It had all gone off the rails with the arrival of Scarlett’s sister. She’d been quite the piece of work, and he’d questioned the wisdom in tying his name to Scarlett’s.
He’d been trying to convince himself that Scarlett wasn’t anything like the people she’d come from, and then she’d thrown a tantrum, suggesting Paloma leave the only home she’d ever known.
That overstep had left him so incensed he had reciprocated her silence, giving them both time to cool off.

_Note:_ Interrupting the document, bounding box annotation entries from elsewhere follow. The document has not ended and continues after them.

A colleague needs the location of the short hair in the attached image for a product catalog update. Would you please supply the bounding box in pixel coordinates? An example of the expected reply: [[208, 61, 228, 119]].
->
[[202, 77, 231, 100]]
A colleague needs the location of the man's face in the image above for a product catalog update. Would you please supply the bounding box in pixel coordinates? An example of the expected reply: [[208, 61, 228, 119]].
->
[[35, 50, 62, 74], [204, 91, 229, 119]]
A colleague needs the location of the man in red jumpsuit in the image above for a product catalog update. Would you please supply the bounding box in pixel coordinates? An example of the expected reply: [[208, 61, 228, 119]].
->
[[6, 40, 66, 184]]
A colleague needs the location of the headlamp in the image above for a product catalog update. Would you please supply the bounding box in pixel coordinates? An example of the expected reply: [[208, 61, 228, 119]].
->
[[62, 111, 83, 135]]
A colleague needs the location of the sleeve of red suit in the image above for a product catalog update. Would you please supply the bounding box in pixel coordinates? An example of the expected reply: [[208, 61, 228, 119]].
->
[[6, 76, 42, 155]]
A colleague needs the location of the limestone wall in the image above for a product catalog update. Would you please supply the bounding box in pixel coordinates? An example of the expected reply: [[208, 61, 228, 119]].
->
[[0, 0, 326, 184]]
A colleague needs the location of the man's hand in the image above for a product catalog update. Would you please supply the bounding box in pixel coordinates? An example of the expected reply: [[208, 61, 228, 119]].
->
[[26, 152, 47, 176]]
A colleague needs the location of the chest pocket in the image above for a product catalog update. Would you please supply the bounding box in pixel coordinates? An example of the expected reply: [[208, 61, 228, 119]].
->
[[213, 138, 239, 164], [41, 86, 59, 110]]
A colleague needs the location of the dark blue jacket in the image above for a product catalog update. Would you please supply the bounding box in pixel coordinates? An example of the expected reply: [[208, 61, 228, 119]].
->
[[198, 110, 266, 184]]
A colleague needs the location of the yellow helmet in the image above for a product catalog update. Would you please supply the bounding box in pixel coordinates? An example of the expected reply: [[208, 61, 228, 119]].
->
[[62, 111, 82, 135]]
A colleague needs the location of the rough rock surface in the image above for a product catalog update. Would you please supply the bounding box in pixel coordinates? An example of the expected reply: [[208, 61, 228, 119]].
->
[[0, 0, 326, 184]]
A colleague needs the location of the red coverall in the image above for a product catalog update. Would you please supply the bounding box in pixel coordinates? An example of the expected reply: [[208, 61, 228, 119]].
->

When he walked into the Madrid flat, he was prepared to address the whole thing with civility, but she wasn’t here. She wasn’t in Spain, he learned from the housekeeper. She had taken their son to Niko’s island villa.
All Javiero’s intentions to stay rational were incinerated in a bonfire of fresh wrath.
This was why he couldn’t trust her! His mother had warned him this would happen—that Scarlett would use their son as a hostage to get whatever she wanted from him. Damn her!
He called her, but it went to voice mail. She continued to ignore his calls and texts for two days. He grew more livid by the second. Finally, he tracked down the number for the landline and blistered the ear of a maid until she put him through.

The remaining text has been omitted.